You deleted this question in the other thread while I was responding this morning. As others have pointed out, the power supply is separate from the tuner. However, the reason I suggested replacing or repairing the power supply (as others have in other threads) is if the power supply is not supplying the correct voltages to the motherboard (think of your dvr as a computer) then your dvr will not perform properly.

I had the exact same symptom you describe on my Hughes SD40 Directivo DVR. I was also having pixelation problems on my Directv HR21, due to low signal. I had Directv come out and realign my dish, which solved the problem with the HR21, but the Hughes DVR still exhibited the signal loss problems. After searching this forum and finding the information I linked to in the other thread, I replaced the capacitor in the power supply and problem solved.


----------



## 501EIA (Jan 2, 2005)

JimSpence said:


> You say it's a Hughes DirecTV DVR. What model?
> 
> Could this be a DirecTV TiVo (HDVR2 maybe) which has the old video output problem interfering with Sat2?

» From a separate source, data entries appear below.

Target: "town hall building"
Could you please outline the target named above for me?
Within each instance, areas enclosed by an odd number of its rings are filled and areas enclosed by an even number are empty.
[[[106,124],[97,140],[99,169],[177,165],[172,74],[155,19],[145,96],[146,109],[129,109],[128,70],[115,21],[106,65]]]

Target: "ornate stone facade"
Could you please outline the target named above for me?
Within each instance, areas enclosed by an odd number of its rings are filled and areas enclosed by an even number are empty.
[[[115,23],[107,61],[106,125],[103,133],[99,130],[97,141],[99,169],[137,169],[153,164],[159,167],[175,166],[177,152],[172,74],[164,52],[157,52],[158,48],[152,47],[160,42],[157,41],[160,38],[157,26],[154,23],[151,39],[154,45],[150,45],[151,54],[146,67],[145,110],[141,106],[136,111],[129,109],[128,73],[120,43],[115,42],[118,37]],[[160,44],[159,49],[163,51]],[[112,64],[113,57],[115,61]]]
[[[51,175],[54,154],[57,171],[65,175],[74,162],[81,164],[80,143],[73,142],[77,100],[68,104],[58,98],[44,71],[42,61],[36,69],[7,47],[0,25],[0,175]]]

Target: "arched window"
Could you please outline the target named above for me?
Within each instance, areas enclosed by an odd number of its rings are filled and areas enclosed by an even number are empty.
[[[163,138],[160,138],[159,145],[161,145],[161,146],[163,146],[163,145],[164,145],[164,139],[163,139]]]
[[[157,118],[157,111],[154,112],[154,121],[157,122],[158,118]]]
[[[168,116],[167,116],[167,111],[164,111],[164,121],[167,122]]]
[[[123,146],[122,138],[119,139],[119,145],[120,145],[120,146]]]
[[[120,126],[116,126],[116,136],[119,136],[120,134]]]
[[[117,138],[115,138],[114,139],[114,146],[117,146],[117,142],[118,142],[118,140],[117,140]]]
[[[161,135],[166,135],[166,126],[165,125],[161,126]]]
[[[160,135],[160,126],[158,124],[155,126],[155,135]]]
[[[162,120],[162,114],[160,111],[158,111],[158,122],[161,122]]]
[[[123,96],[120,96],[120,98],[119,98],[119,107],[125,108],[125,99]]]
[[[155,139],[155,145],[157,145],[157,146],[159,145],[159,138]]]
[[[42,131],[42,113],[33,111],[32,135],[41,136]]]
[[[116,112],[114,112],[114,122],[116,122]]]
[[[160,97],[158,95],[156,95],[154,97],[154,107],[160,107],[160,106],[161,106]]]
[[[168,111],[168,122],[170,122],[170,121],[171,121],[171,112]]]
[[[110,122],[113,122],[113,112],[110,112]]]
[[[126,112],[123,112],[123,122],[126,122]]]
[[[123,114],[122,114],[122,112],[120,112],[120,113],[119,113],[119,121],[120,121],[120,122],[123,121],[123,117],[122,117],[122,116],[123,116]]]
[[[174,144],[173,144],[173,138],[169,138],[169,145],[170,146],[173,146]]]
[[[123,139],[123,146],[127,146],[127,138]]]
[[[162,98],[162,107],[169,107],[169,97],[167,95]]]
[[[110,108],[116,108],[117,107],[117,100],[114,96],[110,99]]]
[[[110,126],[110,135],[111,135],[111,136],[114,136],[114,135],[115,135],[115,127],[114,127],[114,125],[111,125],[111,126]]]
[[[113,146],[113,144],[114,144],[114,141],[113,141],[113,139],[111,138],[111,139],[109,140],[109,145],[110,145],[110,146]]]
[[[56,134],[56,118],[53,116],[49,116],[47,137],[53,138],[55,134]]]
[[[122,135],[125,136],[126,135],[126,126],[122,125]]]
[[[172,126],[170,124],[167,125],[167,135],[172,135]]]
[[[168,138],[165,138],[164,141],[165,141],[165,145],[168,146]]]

Yes it's a HDVR2. Does that change what I might need to do? I have good numbers on both Sat 1 and Sat 2 (signal strength in the low 90's)


----------



## rbtravis (Aug 9, 2005)

If S-Video connector is used try using an RCA plug instead and disconnecting the S-Video connector.


----------



## The Spud (Aug 28, 2002)

501EIA said:


> Yes it's a HDVR2. Does that change what I might need to do? I have good numbers on both Sat 1 and Sat 2 (signal strength in the low 90's)


Check the signal strength on each transponder. When I had problems they were occurring on 2 or 3 transponders only, on the 119 satellite.


----------



## corpsfreak (Dec 14, 2006)

Wow - I was totally shocked to find this resolution! I had been gimping along in single tuner mode for quite a while. 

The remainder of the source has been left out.